As part of sweeping "economic restructuring" implemented by the Bush Administration in Iraq, Iraqi farmers will no longer be permitted to save their seeds. Instead, they will be forced to buy seeds from US corporations - which can include seeds the Iraqis themselves developed over hundreds of years. That is because in recent years, transnational corporations have patented and now own many seed varieties originated or developed by indigenous peoples. In a short time, Iraq will be living under the new American credo: Pay Monsanto, or starve.

...A new report by GRAIN and Focus on the Global South[1] has found that new legislation in Iraq has been carefully put in place by the US that prevents farmers from saving their seeds and effectively hands over the seed market to transnational corporations. This is a disastrous turn of events for Iraqi farmers, biodiversity and the country's food security. While political sovereignty remains an illusion, food sovereignty for the Iraqi people has been made near impossible by these new regulations.

"The US has been imposing patents on life around the world through trade deals.

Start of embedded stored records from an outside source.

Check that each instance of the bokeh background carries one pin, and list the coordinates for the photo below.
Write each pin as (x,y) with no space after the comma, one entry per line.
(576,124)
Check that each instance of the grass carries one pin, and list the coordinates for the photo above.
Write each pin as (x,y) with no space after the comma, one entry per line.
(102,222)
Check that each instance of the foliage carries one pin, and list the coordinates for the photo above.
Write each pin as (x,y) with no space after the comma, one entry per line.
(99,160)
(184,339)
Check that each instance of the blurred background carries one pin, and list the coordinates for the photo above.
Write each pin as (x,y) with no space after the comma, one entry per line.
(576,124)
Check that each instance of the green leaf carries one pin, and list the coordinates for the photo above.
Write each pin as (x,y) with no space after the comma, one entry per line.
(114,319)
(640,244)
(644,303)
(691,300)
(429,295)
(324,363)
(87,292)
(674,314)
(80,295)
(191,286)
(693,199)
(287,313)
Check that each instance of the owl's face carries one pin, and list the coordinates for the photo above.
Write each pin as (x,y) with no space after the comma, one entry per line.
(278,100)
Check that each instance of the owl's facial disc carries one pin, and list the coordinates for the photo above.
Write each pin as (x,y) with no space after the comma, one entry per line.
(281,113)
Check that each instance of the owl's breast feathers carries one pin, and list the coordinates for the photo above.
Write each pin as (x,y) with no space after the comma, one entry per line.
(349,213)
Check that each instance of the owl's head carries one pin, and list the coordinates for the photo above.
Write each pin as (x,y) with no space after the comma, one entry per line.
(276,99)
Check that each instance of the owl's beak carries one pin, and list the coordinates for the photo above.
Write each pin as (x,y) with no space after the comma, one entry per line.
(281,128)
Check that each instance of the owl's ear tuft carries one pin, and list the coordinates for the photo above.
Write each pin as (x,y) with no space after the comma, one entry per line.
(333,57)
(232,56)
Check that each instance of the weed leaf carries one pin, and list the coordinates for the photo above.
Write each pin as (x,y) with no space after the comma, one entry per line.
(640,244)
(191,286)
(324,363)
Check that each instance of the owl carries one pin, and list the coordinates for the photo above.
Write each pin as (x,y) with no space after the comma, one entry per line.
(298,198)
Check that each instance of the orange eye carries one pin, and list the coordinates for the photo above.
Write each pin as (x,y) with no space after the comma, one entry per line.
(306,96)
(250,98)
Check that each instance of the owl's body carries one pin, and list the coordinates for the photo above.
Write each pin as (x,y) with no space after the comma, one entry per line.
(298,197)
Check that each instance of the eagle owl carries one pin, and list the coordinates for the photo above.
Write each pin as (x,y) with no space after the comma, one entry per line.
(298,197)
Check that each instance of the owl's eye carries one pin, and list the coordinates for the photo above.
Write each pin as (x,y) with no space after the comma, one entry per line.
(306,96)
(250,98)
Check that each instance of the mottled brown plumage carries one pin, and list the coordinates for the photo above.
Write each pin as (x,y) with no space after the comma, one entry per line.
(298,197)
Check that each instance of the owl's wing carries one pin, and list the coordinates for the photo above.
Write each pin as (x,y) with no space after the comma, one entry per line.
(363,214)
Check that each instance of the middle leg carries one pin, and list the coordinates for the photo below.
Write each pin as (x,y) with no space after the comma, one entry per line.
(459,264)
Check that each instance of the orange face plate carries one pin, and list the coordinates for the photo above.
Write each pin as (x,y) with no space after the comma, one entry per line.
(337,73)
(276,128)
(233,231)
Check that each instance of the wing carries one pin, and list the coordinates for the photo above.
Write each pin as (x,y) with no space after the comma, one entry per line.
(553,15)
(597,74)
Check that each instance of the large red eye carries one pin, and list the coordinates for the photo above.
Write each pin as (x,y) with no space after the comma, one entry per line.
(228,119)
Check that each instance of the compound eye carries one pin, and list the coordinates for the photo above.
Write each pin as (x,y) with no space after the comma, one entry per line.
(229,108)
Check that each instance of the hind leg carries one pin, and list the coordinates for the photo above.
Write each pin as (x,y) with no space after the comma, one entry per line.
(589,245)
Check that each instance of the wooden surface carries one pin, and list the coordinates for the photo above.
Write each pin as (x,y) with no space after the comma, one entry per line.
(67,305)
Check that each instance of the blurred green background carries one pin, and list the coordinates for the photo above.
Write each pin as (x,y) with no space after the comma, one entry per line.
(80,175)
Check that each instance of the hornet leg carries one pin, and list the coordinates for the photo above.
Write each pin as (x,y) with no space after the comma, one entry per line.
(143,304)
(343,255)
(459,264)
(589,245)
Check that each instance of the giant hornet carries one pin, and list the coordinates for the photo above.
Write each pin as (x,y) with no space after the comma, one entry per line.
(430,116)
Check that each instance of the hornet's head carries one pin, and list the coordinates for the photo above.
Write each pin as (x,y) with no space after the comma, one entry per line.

In this case, they invaded the country first, then imposed their patents. This is both immoral and unacceptable", said Shalini Bhutani, one of the report's authors.

In 2002, FAO estimated that 97 percent of Iraqi farmers used saved seed from their own stocks from last year's harvest or purchased from local markets. When the new law - on plant variety protection (PVP) - is put into effect, seed saving will be illegal and the market will only offer proprietary "PVP-protected" planting material "invented" by transnational agribusiness corporations. The new law totally ignores all the contributions Iraqi farmers have made to development of important crops like wheat, barley, date and pulses. Its consequences are the loss of farmers' freedoms and a grave threat to food sovereignty in Iraq. In this way, the US has declared a new war against the Iraqi farmer.